A principal estratégia do PL para a eleição é manter atrelada a família Bolsonaro às movimentações de Sergio Moro enquanto juiz durante a operação Lava Jato — o que Flávio até estampou em uma camiseta com os dizeres: “Curitiba prendeu, Lula soltou”. A frase é uma referência à prisão do presidente Luiz Inácio Lula da Silva (PT) em 2018 e à soltura dele por determinação do Supremo Tribunal Federal (STF), que derrubou a prisão em segunda instância.
ROMPIMENTO – O encontro encerra, oficialmente, o rompimento que afastou Moro do grupo Bolsonaro. O corte de laços aconteceu durante o mandato de Jair Bolsonaro (PL) quando o então senador era ministro da Justiça. Ele pediu demissão e saiu do superministério com uma série de ataques a Bolsonaro em abril de 2020. A principal era a acusação de que o então presidente teria tentado interferir na Polícia Federal (PF) para proteger a família e aliados de investigações.
Dois anos depois, em uma série de publicações nas redes sociais, ele disse que Bolsonaro era mentiroso e cometia estelionato eleitoral. A retomada de laços começou meses à frente quando, em outubro, o então presidente concorria à reeleição e pediu o auxílio de Moro para enfrentar o candidato Lula no primeiro debate do segundo turno da eleição presidencial.
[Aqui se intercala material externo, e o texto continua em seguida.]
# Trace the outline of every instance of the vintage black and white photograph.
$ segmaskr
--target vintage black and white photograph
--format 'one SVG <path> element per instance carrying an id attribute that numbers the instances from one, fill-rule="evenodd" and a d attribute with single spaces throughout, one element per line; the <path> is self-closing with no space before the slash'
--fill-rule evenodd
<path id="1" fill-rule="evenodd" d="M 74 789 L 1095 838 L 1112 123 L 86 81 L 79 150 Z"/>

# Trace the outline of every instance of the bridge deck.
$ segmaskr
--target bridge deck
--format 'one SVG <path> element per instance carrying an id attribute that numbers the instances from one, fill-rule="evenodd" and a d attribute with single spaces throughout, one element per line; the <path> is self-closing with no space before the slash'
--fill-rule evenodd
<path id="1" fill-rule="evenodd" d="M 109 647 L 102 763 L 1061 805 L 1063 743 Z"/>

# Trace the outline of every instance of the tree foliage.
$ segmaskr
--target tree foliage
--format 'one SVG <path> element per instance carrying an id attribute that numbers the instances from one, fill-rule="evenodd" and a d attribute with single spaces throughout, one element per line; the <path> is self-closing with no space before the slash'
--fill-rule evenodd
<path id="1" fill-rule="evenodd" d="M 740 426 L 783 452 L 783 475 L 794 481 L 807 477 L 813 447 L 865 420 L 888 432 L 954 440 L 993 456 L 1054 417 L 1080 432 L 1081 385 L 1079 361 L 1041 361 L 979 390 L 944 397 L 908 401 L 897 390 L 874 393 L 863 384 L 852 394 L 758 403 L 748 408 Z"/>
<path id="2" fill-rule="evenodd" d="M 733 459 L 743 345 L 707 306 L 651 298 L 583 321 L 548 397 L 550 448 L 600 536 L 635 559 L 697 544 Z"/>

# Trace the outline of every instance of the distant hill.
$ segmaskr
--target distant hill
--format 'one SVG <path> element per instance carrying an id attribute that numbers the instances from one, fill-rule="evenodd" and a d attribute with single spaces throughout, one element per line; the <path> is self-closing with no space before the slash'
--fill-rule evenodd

ENCONTRO COM TRUMP – O evento em Curitiba começou com o telão exibindo a foto de Flávio Bolsonaro na visita ao presidente norte-americano Donald Trump na última terça-feira (26/5). A intenção da equipe de campanha era usar o encontro para minimizar o impacto da revelação do elo entre Flávio e o banqueiro Daniel Vorcaro. O resultado do encontro no Salão Oval foi melhor que o esperado com a decisão dos Estados Unidos de classificar Comando Vermelho e PCC como terroristas.
No Paraná, os aliados abordaram a ação de Trump como bandeira eleitoral de Flávio. “Esse homem fez mais pela segurança pública do Brasil em dois dias do que Lula fez em quatro anos”, afirmou Dallagnol. O discurso ainda foi repetido por Filipe Barros e Moro. “Tivemos ontem um acontecimento extraordinário graças ao trabalho do Flávio com a colocação do PCC e do CV na lista de organizações terroristas”, disse o ex-juiz.
Em seu discurso, Flávio também criticou a reação negativa do governo Lula à classificação das facções como terroristas. “Hoje, o Lula disse: ‘nossos criminosos não podem ser tratados como terroristas’. Nossos, não, Lula, seus criminosos. O que o Lula falou hoje é que os 50 milhões de brasileiros em áreas dominadas pelas facções não merecem soberania, não merecem ter paz. Lula defende a soberania de CV e PCC”, declarou.